Image my composite of Atlantic Ocean by Tentotwo CC BY-SA 3.0 |
*[UPDATE, Jan. 30, 2022:] On December 21, 2021, the Court of Appeal allowed service on U.S. defendants without ultimately resolving the GDPR territorial scope question. Read more from Paul Kavanaugh, Dylan Balbirnie, and Madeleine White at Dechert LLP.]
A High Court ruling in England limited the long-arm reach of European (now British) privacy law in a suite of tort claims against Forensic News, a California-based web enterprise doing "modern investigative journalism."

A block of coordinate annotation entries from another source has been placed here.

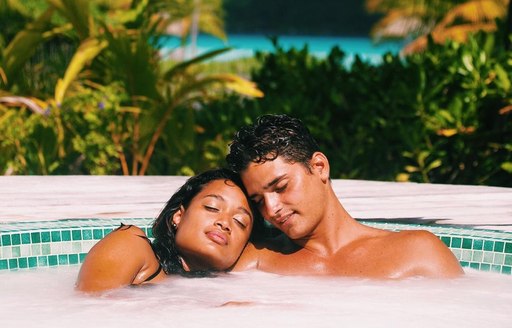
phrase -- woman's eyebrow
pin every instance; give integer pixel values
(241, 208)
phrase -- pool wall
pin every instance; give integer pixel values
(66, 242)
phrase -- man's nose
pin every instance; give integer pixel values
(272, 206)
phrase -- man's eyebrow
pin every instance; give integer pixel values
(270, 184)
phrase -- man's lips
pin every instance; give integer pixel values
(282, 219)
(217, 237)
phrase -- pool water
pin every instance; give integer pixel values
(246, 46)
(45, 297)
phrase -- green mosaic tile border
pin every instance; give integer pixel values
(55, 243)
(66, 242)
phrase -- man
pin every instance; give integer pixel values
(287, 177)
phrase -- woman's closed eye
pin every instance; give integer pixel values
(211, 208)
(281, 188)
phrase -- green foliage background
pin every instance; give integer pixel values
(442, 116)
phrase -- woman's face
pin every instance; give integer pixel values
(214, 229)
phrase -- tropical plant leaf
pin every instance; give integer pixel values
(86, 52)
(199, 59)
(23, 46)
(77, 13)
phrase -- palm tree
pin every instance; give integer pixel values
(115, 42)
(443, 20)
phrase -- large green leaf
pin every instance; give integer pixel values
(87, 51)
(23, 46)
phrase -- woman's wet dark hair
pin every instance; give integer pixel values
(164, 243)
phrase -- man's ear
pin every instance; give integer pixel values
(320, 165)
(178, 215)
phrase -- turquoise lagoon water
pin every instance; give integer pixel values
(246, 46)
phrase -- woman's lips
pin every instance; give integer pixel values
(217, 237)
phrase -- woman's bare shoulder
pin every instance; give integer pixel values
(116, 260)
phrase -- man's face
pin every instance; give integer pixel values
(288, 195)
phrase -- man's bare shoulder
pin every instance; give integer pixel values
(420, 252)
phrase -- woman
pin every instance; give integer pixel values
(204, 227)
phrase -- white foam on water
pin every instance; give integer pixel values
(45, 297)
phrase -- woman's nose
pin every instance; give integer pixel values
(223, 224)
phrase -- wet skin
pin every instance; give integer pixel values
(211, 234)
(323, 238)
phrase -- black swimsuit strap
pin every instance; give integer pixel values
(123, 227)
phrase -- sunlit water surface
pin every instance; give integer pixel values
(46, 298)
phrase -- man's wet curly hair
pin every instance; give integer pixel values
(269, 137)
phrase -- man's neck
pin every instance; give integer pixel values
(336, 230)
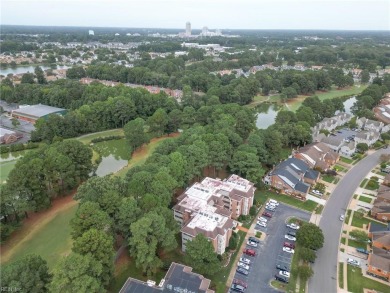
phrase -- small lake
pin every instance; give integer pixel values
(115, 155)
(348, 104)
(266, 115)
(27, 68)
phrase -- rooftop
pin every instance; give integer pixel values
(38, 110)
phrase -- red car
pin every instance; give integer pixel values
(288, 244)
(268, 215)
(240, 282)
(250, 252)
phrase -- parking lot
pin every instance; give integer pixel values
(270, 252)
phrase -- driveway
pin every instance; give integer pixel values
(325, 267)
(269, 252)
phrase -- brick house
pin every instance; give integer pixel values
(317, 155)
(292, 177)
(211, 208)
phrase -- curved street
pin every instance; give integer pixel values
(325, 276)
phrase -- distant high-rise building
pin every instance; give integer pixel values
(188, 29)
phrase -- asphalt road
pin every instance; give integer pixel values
(324, 279)
(269, 252)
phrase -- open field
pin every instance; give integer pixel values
(357, 282)
(46, 233)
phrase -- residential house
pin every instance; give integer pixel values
(292, 177)
(368, 137)
(348, 149)
(317, 155)
(334, 142)
(369, 125)
(179, 278)
(211, 206)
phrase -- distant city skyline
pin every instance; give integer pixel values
(222, 14)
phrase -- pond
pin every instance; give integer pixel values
(27, 68)
(266, 115)
(115, 155)
(348, 104)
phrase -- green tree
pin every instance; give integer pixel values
(88, 216)
(135, 133)
(28, 274)
(201, 256)
(310, 236)
(148, 235)
(100, 246)
(158, 122)
(77, 273)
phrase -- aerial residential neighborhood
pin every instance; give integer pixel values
(195, 146)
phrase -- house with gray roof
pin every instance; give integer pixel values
(179, 278)
(293, 177)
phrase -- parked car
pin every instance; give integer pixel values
(288, 249)
(242, 271)
(242, 265)
(284, 273)
(281, 267)
(240, 282)
(292, 233)
(251, 243)
(254, 239)
(281, 278)
(293, 226)
(362, 250)
(249, 252)
(245, 260)
(353, 262)
(289, 237)
(238, 288)
(288, 244)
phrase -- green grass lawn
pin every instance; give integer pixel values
(365, 199)
(262, 196)
(357, 282)
(5, 169)
(363, 183)
(328, 178)
(358, 221)
(341, 275)
(346, 160)
(51, 241)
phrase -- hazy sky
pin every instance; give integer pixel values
(235, 14)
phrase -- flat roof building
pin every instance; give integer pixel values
(34, 112)
(179, 278)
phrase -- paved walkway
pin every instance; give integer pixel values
(316, 199)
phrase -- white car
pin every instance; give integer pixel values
(353, 262)
(245, 260)
(288, 249)
(293, 226)
(251, 243)
(242, 265)
(284, 274)
(291, 238)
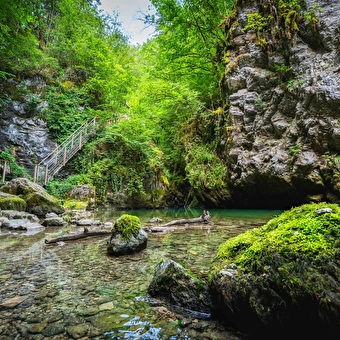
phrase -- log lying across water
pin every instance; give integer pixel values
(204, 218)
(84, 234)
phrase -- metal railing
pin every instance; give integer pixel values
(3, 166)
(52, 164)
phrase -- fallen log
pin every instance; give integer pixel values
(72, 237)
(204, 218)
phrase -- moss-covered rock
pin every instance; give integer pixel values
(11, 202)
(127, 236)
(181, 289)
(38, 201)
(283, 277)
(127, 226)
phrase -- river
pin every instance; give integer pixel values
(75, 290)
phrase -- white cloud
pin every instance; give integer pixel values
(128, 14)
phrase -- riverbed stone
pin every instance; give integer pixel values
(53, 329)
(15, 301)
(38, 327)
(179, 287)
(118, 246)
(77, 331)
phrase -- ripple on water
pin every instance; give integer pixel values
(78, 284)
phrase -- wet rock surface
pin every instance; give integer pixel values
(38, 201)
(181, 289)
(283, 136)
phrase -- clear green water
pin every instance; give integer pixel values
(80, 282)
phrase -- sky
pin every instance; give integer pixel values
(128, 14)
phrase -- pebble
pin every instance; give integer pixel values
(13, 302)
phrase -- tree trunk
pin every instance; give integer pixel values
(84, 234)
(204, 218)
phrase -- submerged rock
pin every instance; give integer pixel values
(284, 277)
(127, 236)
(181, 289)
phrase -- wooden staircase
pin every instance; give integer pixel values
(53, 163)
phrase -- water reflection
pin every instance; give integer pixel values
(76, 290)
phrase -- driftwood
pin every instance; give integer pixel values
(84, 234)
(204, 218)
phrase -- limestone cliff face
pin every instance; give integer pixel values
(22, 131)
(283, 137)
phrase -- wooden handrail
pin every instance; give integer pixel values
(52, 163)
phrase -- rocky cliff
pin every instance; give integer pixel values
(283, 85)
(22, 131)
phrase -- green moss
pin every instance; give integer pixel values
(127, 226)
(297, 235)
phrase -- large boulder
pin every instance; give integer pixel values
(283, 278)
(38, 201)
(181, 289)
(127, 236)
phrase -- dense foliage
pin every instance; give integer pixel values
(151, 100)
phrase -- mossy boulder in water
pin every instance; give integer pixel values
(181, 289)
(38, 201)
(11, 202)
(127, 236)
(284, 277)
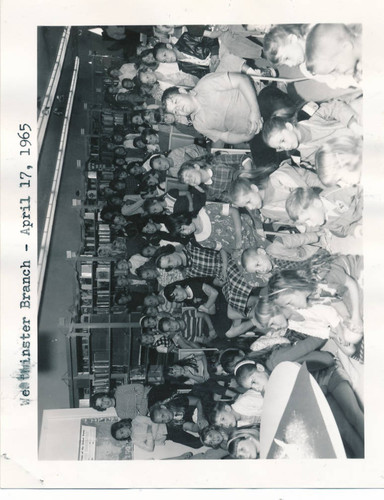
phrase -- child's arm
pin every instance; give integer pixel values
(212, 296)
(205, 317)
(235, 214)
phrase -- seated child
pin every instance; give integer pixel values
(193, 292)
(332, 119)
(334, 49)
(338, 210)
(191, 370)
(190, 325)
(215, 176)
(214, 436)
(338, 162)
(178, 413)
(244, 443)
(141, 431)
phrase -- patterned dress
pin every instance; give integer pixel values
(219, 230)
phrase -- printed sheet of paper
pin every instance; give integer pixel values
(25, 365)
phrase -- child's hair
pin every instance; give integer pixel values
(124, 422)
(174, 223)
(146, 132)
(274, 102)
(300, 199)
(168, 94)
(289, 280)
(325, 41)
(204, 433)
(169, 290)
(95, 397)
(277, 38)
(157, 47)
(236, 437)
(248, 254)
(227, 359)
(276, 124)
(243, 370)
(338, 153)
(218, 408)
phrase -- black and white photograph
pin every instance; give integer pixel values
(195, 235)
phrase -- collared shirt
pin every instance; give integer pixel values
(236, 290)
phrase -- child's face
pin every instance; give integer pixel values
(123, 265)
(148, 78)
(186, 230)
(137, 120)
(173, 325)
(122, 281)
(259, 263)
(313, 216)
(161, 163)
(179, 294)
(293, 299)
(214, 438)
(147, 339)
(123, 433)
(226, 418)
(105, 402)
(257, 380)
(163, 416)
(251, 200)
(137, 170)
(148, 251)
(149, 274)
(171, 261)
(166, 55)
(150, 228)
(151, 300)
(292, 53)
(181, 104)
(149, 323)
(285, 139)
(169, 118)
(152, 139)
(247, 449)
(192, 176)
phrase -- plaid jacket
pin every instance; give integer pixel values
(202, 262)
(236, 290)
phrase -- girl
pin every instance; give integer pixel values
(217, 226)
(193, 292)
(332, 119)
(214, 436)
(191, 370)
(338, 162)
(244, 443)
(141, 431)
(177, 413)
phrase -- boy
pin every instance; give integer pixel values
(336, 209)
(334, 49)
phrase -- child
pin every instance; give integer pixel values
(141, 431)
(215, 177)
(334, 49)
(177, 413)
(339, 161)
(191, 370)
(193, 292)
(332, 119)
(339, 210)
(217, 226)
(230, 416)
(244, 443)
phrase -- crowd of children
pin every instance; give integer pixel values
(257, 256)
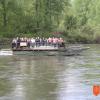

The complainant is a security consultant investigated by Forensic News and a witness in the U.S. Senate Intelligence Committee probe into Russian interference in the 2016 U.S. elections. A British national, he accused Forensic News of "malicious falsehood, libel, harassment and misuse of private information," the latter based on violation of the British enactment of the European General Data Protection Regulation (GDPR).
The extraterritorial reach of the GDPR has been a hot topic lately in privacy law circles, as U.S. companies struggle to comply simultaneously with foreign and burgeoning state privacy laws, such as the California Consumer Privacy Act (CCPA).Forensic News has
no people or assets in the UK, but the complainant tried to ground GDPR
application in the news organization's website, which accepts donations in, and sells merch for, pounds and euros. No dice, said the court; it's journalism that links Forensic to the plaintiff and to the UK, not the mail-order side show.
The case is Soriano v. Forensic News LLC, [2021] EWHC 56 (QB) (Jan. 15, 2021). Haim Ravia, Dotan Hammer, and Adi Shoval at Pearl Cohen have commentary.